Some things may happen for no reason—at least no reason we human beings can comprehend or accept. But each of us can still find meaning in what happens in our lives.

“Making” meaning sometimes asks us to confront painful realities, and it certainly asks us to acknowledge the full range of our emotional lives—a key aspect of living with authentic positivity. Sometimes, meaning is found by articulating those things we most value, but recognizing that in order to live the lives we want, we must carry our challenges along with our strengths.

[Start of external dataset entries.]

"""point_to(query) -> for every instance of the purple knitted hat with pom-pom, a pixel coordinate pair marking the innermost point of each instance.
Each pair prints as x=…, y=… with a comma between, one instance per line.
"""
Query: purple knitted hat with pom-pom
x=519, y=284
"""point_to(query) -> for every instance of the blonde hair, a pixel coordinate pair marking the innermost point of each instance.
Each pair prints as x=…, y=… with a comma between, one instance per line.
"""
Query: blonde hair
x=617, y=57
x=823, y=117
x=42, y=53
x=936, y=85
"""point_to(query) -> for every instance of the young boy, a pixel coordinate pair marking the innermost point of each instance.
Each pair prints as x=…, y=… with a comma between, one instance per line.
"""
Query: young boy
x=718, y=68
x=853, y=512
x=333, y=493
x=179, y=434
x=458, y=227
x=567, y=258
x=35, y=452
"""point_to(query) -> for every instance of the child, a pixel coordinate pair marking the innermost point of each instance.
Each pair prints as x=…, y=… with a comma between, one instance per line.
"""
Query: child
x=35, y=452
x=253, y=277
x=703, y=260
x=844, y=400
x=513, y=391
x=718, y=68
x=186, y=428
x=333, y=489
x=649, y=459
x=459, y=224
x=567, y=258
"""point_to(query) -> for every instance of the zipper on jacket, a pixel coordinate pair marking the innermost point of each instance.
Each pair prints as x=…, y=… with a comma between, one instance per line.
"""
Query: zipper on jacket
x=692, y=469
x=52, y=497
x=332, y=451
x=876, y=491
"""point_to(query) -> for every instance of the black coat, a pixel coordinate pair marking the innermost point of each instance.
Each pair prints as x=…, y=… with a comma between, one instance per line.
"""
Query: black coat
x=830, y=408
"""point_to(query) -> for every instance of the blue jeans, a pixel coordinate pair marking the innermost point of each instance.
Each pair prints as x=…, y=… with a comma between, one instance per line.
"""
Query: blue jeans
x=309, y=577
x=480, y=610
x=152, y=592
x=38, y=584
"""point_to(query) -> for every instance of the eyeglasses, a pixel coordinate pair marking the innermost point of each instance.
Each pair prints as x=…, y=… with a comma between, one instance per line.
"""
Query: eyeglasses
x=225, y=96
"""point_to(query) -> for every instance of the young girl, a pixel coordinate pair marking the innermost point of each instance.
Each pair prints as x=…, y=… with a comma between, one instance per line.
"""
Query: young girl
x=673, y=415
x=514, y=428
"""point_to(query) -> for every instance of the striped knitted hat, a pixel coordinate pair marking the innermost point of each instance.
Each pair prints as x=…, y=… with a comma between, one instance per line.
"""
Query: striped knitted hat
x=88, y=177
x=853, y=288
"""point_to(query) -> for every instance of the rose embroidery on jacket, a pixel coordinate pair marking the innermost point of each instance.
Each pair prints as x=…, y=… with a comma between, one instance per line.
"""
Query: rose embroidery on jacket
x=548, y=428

I was struck by an exercise therapist John J. Donahue shared in a recent article about Acceptance and Commitment Therapy (ACT). To help his patients understand the relationship between painful life experiences and what he calls “valued living,” or meaning-making, he hands them an index card.

On one side of the card, he asks them to write down some of the challenges, stressors, emotions or memories they are working through. He asks them to look at the card and share how they feel. Usually the response is something like, “Awful. This is really hard to see.” What would they like to do with the card? A typical answer is, “tear it up and throw it away!”

Then he has them turn the card over and write on it some life goals, some things that are important and meaningful in their lives. As they contemplate the positive, meaning-infused side of the card, he asks them where the pain has gone.

“It’s still there, on the other side of the card.”

What would happen if you threw the card away or tore it up? he asks next. His patients quickly realize what he’s getting at: they would have to throw away the positive along with the painful. They ultimately realize, he says, “If I’m going to do the things that are important to me, be the person that I want to be, I also have to make room for the painful stuff.”